The biggest problem, though, may be that AltSchool's ceilings are filled with surveillance cameras and microphones that they say help teachers look back at "breakthrough" moments throughout the day and learn more about their learners and classrooms. They say they are preparing kids for the workplaces of the future. Far from challenging students to think critically about our societies, this will only serve to prepare kids for the frightening and constant surveillance we all endure in industrialized countries today. Their growth will likely be deeply stunted as they internalize the fact that this for-profit enterprise is deciding whether they pass or fail each step of the way, and given that they are always watching, it is best for the 4 year old or 14 year old to never, ever step out of line.
Here is how the article describes the surveillance:
“What is a castle?—that was your starting question today,” the teacher said. After the girl wrote a response, on paper, the teacher snapped a photograph of the page, in order to upload it to the girl’s playlist card.
Contrary to the school's stated goals (I mean their goals after their legally mandated goal of gaining profit) as communicated in the article, this school is set up to ensure that critical thought is rarely if ever expressed. Surveillance and quantitative assessment of everything will only help to quell visionary thinking that bucks trends and challenges those in charge, and to convince learners to believe that anything without a number attached to it, whether it is a song or a conversation or something else, is not really worth much in the 'real' world.
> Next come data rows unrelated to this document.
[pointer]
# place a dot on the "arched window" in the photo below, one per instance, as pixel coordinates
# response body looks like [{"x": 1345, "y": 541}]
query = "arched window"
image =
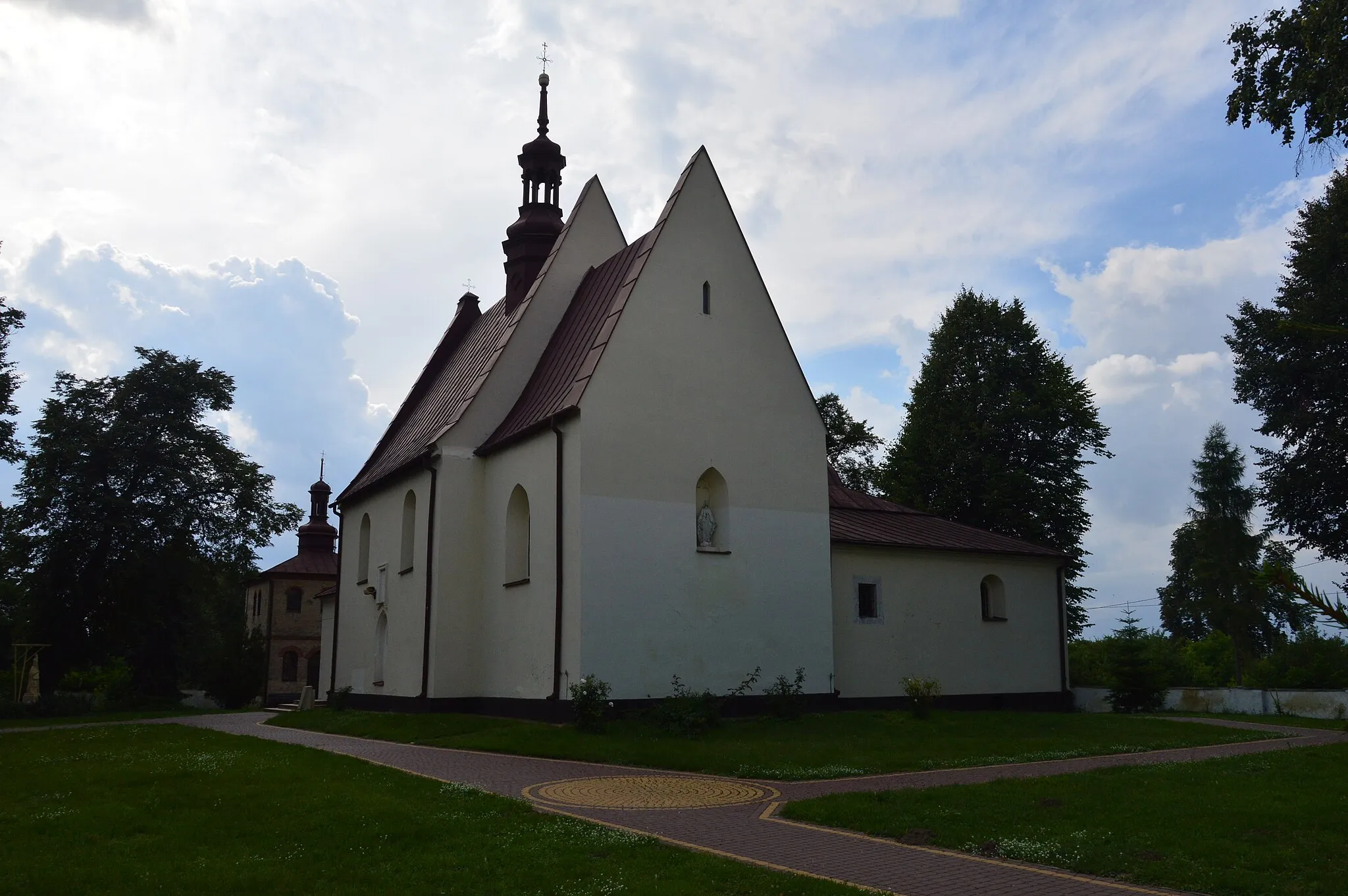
[
  {"x": 517, "y": 538},
  {"x": 290, "y": 666},
  {"x": 380, "y": 647},
  {"x": 993, "y": 595},
  {"x": 405, "y": 564},
  {"x": 363, "y": 551},
  {"x": 712, "y": 514}
]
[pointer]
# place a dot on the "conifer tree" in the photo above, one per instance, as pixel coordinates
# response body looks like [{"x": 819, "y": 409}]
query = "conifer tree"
[
  {"x": 999, "y": 434},
  {"x": 1135, "y": 684},
  {"x": 1216, "y": 561},
  {"x": 851, "y": 443}
]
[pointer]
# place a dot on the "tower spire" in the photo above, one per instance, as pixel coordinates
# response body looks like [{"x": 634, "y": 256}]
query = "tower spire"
[{"x": 532, "y": 235}]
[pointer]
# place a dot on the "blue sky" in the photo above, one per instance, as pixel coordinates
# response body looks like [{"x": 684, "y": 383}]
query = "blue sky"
[{"x": 297, "y": 194}]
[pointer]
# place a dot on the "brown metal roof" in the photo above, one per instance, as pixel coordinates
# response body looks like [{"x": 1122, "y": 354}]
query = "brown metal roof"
[
  {"x": 452, "y": 378},
  {"x": 557, "y": 380},
  {"x": 579, "y": 343},
  {"x": 856, "y": 518},
  {"x": 305, "y": 564}
]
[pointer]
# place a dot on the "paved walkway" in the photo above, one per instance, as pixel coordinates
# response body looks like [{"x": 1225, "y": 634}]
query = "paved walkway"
[{"x": 738, "y": 818}]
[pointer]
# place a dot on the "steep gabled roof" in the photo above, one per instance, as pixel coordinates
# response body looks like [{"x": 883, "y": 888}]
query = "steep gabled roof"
[
  {"x": 579, "y": 343},
  {"x": 569, "y": 359},
  {"x": 454, "y": 375},
  {"x": 445, "y": 384},
  {"x": 856, "y": 518}
]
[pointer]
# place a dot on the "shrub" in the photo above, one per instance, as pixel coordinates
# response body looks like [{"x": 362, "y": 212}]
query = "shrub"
[
  {"x": 338, "y": 699},
  {"x": 922, "y": 693},
  {"x": 590, "y": 701},
  {"x": 692, "y": 713},
  {"x": 787, "y": 698},
  {"x": 108, "y": 684},
  {"x": 1135, "y": 682}
]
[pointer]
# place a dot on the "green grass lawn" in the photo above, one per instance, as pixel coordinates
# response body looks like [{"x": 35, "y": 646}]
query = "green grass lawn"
[
  {"x": 143, "y": 809},
  {"x": 122, "y": 716},
  {"x": 821, "y": 745},
  {"x": 1272, "y": 824}
]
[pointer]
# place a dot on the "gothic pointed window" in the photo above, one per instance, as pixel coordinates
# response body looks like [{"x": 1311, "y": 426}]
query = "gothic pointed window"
[
  {"x": 290, "y": 666},
  {"x": 409, "y": 533},
  {"x": 517, "y": 538},
  {"x": 363, "y": 551}
]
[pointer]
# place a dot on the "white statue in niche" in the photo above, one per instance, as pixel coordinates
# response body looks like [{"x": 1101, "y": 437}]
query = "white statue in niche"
[{"x": 706, "y": 526}]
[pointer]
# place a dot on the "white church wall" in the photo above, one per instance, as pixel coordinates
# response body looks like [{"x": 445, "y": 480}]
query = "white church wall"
[
  {"x": 592, "y": 235},
  {"x": 456, "y": 612},
  {"x": 931, "y": 623},
  {"x": 515, "y": 655},
  {"x": 401, "y": 596},
  {"x": 677, "y": 393}
]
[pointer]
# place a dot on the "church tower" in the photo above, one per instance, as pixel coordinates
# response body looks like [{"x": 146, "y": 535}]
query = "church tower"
[
  {"x": 319, "y": 535},
  {"x": 531, "y": 237}
]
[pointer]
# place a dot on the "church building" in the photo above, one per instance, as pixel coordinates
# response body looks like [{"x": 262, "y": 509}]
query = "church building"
[{"x": 618, "y": 469}]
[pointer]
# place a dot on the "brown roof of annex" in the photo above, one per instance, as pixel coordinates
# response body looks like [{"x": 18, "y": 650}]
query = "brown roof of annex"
[{"x": 856, "y": 518}]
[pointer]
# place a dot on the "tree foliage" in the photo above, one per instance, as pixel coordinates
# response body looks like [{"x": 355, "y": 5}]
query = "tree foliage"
[
  {"x": 1216, "y": 561},
  {"x": 999, "y": 434},
  {"x": 11, "y": 320},
  {"x": 851, "y": 443},
  {"x": 1292, "y": 366},
  {"x": 1135, "y": 684},
  {"x": 1293, "y": 62},
  {"x": 136, "y": 518}
]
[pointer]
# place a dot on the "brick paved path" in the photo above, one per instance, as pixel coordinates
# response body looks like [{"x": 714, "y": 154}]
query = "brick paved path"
[{"x": 747, "y": 829}]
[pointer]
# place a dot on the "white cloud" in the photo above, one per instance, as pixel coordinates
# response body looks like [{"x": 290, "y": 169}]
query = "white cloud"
[{"x": 278, "y": 329}]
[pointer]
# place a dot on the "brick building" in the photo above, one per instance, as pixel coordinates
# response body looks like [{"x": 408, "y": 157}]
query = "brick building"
[{"x": 282, "y": 604}]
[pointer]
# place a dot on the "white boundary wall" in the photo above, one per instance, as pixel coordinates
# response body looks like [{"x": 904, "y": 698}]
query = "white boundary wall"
[{"x": 1322, "y": 704}]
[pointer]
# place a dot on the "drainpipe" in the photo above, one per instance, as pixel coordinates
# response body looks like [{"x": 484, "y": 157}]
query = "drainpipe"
[
  {"x": 430, "y": 541},
  {"x": 266, "y": 687},
  {"x": 332, "y": 680},
  {"x": 1062, "y": 631},
  {"x": 557, "y": 620}
]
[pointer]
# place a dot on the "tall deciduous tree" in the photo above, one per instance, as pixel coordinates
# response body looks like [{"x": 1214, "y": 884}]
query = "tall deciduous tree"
[
  {"x": 851, "y": 443},
  {"x": 1216, "y": 561},
  {"x": 998, "y": 436},
  {"x": 1293, "y": 62},
  {"x": 1292, "y": 366},
  {"x": 138, "y": 516}
]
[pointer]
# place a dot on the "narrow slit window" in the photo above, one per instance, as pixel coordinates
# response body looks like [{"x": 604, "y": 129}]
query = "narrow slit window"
[{"x": 867, "y": 593}]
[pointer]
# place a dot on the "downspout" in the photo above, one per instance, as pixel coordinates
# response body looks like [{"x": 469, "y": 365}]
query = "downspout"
[
  {"x": 266, "y": 686},
  {"x": 430, "y": 541},
  {"x": 332, "y": 680},
  {"x": 1062, "y": 632},
  {"x": 557, "y": 620}
]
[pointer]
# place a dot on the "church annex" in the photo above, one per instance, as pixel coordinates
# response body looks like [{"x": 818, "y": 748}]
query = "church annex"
[{"x": 619, "y": 469}]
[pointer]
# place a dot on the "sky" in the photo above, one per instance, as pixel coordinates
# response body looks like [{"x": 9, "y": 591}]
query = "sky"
[{"x": 298, "y": 193}]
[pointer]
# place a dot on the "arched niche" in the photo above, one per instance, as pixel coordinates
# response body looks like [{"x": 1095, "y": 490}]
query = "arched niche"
[
  {"x": 409, "y": 541},
  {"x": 517, "y": 538},
  {"x": 712, "y": 512},
  {"x": 363, "y": 551},
  {"x": 993, "y": 596}
]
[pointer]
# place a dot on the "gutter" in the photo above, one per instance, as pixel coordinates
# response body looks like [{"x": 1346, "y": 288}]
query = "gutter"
[
  {"x": 1062, "y": 630},
  {"x": 266, "y": 685},
  {"x": 342, "y": 541},
  {"x": 557, "y": 619},
  {"x": 430, "y": 541}
]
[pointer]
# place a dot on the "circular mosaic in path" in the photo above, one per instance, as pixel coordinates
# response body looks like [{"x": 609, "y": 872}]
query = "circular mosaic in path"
[{"x": 649, "y": 791}]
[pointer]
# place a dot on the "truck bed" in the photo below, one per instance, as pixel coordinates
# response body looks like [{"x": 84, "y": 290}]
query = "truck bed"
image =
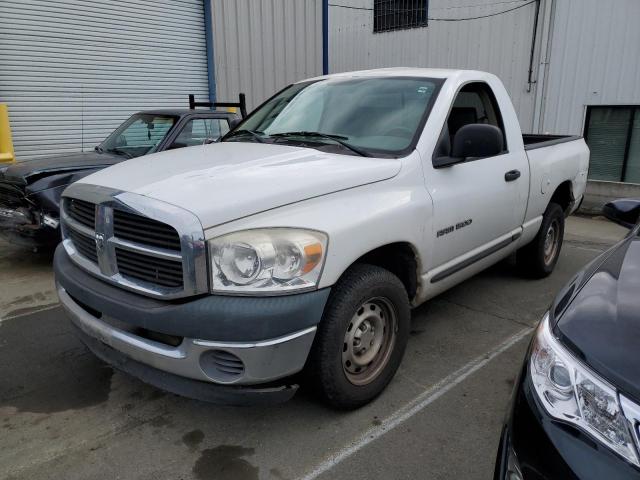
[{"x": 534, "y": 140}]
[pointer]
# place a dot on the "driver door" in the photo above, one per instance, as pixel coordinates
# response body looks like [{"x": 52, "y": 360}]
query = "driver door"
[{"x": 475, "y": 207}]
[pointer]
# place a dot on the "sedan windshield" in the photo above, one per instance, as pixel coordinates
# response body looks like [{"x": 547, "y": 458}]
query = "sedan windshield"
[
  {"x": 360, "y": 116},
  {"x": 139, "y": 135}
]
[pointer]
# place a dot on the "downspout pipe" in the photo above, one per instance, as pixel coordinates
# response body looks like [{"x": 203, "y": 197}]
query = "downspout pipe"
[{"x": 208, "y": 33}]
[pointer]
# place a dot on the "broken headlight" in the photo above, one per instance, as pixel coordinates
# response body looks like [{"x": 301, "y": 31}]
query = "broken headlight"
[{"x": 571, "y": 392}]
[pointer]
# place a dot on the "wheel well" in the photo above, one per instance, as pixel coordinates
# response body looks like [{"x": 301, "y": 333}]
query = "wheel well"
[
  {"x": 400, "y": 259},
  {"x": 563, "y": 196}
]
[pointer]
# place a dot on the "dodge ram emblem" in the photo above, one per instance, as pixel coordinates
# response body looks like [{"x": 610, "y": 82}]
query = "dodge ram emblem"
[{"x": 99, "y": 242}]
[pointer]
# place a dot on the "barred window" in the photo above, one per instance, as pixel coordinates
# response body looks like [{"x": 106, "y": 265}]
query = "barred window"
[{"x": 399, "y": 14}]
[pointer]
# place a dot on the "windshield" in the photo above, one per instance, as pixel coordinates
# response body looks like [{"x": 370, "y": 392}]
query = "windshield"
[
  {"x": 139, "y": 135},
  {"x": 372, "y": 115}
]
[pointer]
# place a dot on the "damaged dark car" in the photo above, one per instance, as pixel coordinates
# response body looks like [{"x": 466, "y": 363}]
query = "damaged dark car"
[{"x": 30, "y": 190}]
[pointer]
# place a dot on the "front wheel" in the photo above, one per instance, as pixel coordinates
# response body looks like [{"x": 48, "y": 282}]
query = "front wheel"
[
  {"x": 539, "y": 258},
  {"x": 361, "y": 338}
]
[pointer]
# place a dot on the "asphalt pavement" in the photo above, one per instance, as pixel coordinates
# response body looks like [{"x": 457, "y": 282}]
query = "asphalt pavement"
[{"x": 64, "y": 414}]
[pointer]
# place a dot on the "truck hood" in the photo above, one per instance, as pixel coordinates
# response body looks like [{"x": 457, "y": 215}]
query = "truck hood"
[
  {"x": 225, "y": 181},
  {"x": 601, "y": 324},
  {"x": 28, "y": 171}
]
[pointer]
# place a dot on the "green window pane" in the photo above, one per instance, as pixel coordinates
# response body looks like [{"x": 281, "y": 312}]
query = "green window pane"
[
  {"x": 633, "y": 161},
  {"x": 607, "y": 138}
]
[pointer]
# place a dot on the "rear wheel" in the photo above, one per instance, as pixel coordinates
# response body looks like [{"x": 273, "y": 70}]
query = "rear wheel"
[
  {"x": 539, "y": 258},
  {"x": 362, "y": 337}
]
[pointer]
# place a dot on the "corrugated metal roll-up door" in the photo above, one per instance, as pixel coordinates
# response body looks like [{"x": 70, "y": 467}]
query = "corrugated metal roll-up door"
[{"x": 73, "y": 70}]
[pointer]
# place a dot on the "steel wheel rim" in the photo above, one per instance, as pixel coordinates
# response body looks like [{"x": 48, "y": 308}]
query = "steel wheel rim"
[
  {"x": 369, "y": 340},
  {"x": 551, "y": 242}
]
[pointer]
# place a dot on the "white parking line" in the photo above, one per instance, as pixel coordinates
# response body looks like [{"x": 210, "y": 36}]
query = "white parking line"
[{"x": 415, "y": 406}]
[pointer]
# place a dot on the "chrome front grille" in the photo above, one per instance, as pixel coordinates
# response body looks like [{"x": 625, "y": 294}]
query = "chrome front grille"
[
  {"x": 85, "y": 245},
  {"x": 106, "y": 233},
  {"x": 82, "y": 212},
  {"x": 165, "y": 272},
  {"x": 145, "y": 230}
]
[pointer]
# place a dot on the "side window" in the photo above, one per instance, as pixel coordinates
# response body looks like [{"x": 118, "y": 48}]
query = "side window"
[
  {"x": 475, "y": 103},
  {"x": 198, "y": 130}
]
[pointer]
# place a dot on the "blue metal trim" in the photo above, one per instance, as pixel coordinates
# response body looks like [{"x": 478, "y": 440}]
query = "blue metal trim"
[
  {"x": 208, "y": 33},
  {"x": 325, "y": 37}
]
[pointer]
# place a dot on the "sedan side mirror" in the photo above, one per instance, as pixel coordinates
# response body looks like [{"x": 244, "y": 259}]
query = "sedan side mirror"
[
  {"x": 624, "y": 211},
  {"x": 477, "y": 140}
]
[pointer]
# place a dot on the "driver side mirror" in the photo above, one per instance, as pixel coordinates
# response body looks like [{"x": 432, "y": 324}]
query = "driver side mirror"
[
  {"x": 477, "y": 140},
  {"x": 624, "y": 211}
]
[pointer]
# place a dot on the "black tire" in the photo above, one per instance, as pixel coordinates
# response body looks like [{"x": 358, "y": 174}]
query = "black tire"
[
  {"x": 535, "y": 259},
  {"x": 361, "y": 286}
]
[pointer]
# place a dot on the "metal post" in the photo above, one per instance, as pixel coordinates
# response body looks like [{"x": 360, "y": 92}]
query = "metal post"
[{"x": 325, "y": 37}]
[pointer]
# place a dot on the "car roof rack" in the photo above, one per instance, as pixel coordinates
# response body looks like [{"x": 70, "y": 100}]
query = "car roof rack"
[{"x": 241, "y": 104}]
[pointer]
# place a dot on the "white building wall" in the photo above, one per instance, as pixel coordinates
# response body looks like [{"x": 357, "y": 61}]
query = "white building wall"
[
  {"x": 499, "y": 44},
  {"x": 71, "y": 71},
  {"x": 594, "y": 60},
  {"x": 261, "y": 46}
]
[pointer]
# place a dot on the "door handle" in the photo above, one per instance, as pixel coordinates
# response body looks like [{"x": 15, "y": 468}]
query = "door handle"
[{"x": 511, "y": 175}]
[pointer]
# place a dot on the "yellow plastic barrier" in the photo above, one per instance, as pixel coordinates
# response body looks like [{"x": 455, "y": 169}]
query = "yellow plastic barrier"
[{"x": 7, "y": 154}]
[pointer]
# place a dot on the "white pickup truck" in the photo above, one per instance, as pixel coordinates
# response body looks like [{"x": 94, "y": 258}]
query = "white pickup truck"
[{"x": 295, "y": 248}]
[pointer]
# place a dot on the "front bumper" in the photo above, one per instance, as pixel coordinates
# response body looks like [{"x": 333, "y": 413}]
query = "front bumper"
[
  {"x": 23, "y": 227},
  {"x": 543, "y": 448},
  {"x": 192, "y": 340}
]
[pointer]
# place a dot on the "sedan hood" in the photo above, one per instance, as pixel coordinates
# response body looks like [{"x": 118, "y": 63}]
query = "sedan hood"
[
  {"x": 29, "y": 170},
  {"x": 602, "y": 322},
  {"x": 226, "y": 181}
]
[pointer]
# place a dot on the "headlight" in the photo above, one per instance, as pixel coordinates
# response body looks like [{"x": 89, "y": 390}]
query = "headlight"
[
  {"x": 570, "y": 392},
  {"x": 270, "y": 260}
]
It is clear that there are numerous problems with the education system in the United States. It is slow, it is impersonal and has built a pyramid of standardized tests that have harmed educators and learners alike. The system needs to change. It needs to build human interaction into every facet of the day. It needs to challenge kids to experiment with problem solving; to succeed and to fail without the constant knowledge that they are being watched and reviewed. It needs to call on young people to see themselves as important members of communities. Despite the company's insistence that it is only for teacher's use, this surveillance footage can find its way into the hands of third party sales people, used as leverage, or simply kept aside to be used at some later date. After all, these are people who put all of their eggs in the big data basket. They think big data will solve it all, so getting rid of data like that footage could be determined to be sacrilegious in their book; Counter-revolutionary for the digital revolution as envisioned by the rich and homogeneous capitalists of Silicon Valley.
The system that AltSchool is setting up is dangerous. It puts kids at risk and therefore puts us all at risk. We should be building a society based on critical thought and action as well as genuine human interaction, with technological advancements at our side helping us as we move forward, not hovering above us recording every single picked nose and test answer. What we need is an education system that is learner-centered and focused on critical pedagogy that challenges us to learn technology, art, science, math, and one another. Instead we are getting algorithm-centered data gathering from a for-profit startup.